We are planning to rollback to the previus version of pmm. If we can take the same configuration with version 2
Attach our docker stats with 6 pmm-clients configured:
Prometheus will be replaced by VictoriaMetrics for metrics storing in the next pmm-server release.
It will significantly reduce memory usage.
pmm-server 2.12 is planed to be released in two weeks.
Also I have linked your post to the ticket that is related to checking Memory Consumption with many nodes.
your consumption sounds really high…I’m monitoring 10 nodes and using ~750MB on my pmm-server container, our pmmdemo site is monitoring 30 nodes and only using about 4.2GB. We have a general recommendation here on sizing but it’s definitely padded to be safe.
I’m curious to know what’s consuming all the memory, could you do the following and let us know:
get a bash prompt inside the docker container: docker exec -it pmm-server bash
and see what the main consumer of memory is: ps -aux
That would at least give a place to start checking logs for something running haywire.

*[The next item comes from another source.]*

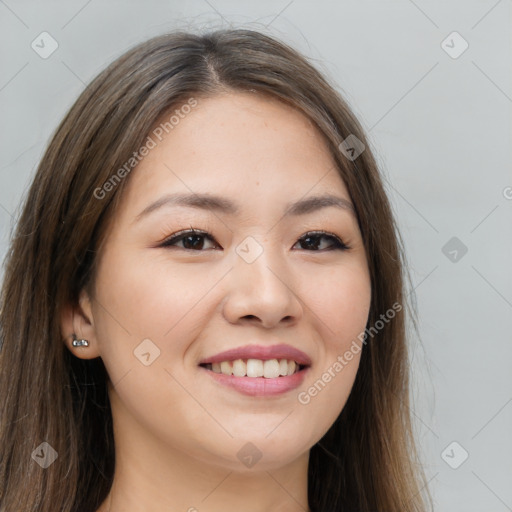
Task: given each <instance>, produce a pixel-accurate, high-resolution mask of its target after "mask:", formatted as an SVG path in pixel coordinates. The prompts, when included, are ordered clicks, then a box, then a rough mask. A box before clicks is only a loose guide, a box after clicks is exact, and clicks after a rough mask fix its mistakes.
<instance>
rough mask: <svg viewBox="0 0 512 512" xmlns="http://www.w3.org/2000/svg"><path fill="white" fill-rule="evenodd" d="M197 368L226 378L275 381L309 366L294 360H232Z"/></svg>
mask: <svg viewBox="0 0 512 512" xmlns="http://www.w3.org/2000/svg"><path fill="white" fill-rule="evenodd" d="M199 366H201V367H202V368H205V369H206V370H210V371H212V372H214V373H221V374H223V375H228V376H234V377H247V378H264V379H277V378H281V377H288V376H291V375H294V374H295V373H298V372H300V371H302V370H304V369H305V368H307V367H308V366H309V365H305V364H300V363H298V362H297V361H295V360H294V359H234V360H232V361H229V360H226V361H221V362H215V363H202V364H200V365H199Z"/></svg>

My immediate questions would be around: scrape interval: do you have things collecting at the highest resolution? Have you installed any additional grafana plugins? How did you transition to PMM2 from PMM1: whole new server, sid-by-side. What is your retention period and how active are users in consuming the graphs?
Those are all the things I can think of off the top of my head that would be the big offenders. VictoriaMetrics will certainly reduce the footprint but sounds like there’s something else going wrong.
We created a new container following the pmm manual installation. We not installed any component/plugin to grafana. Only the components with the container.
Here is the screen capture of ps -aux:
Seams Prometheus is eating all the memory with this new version. Only two users can access to this server and the use is very lowest. May be access one time a day.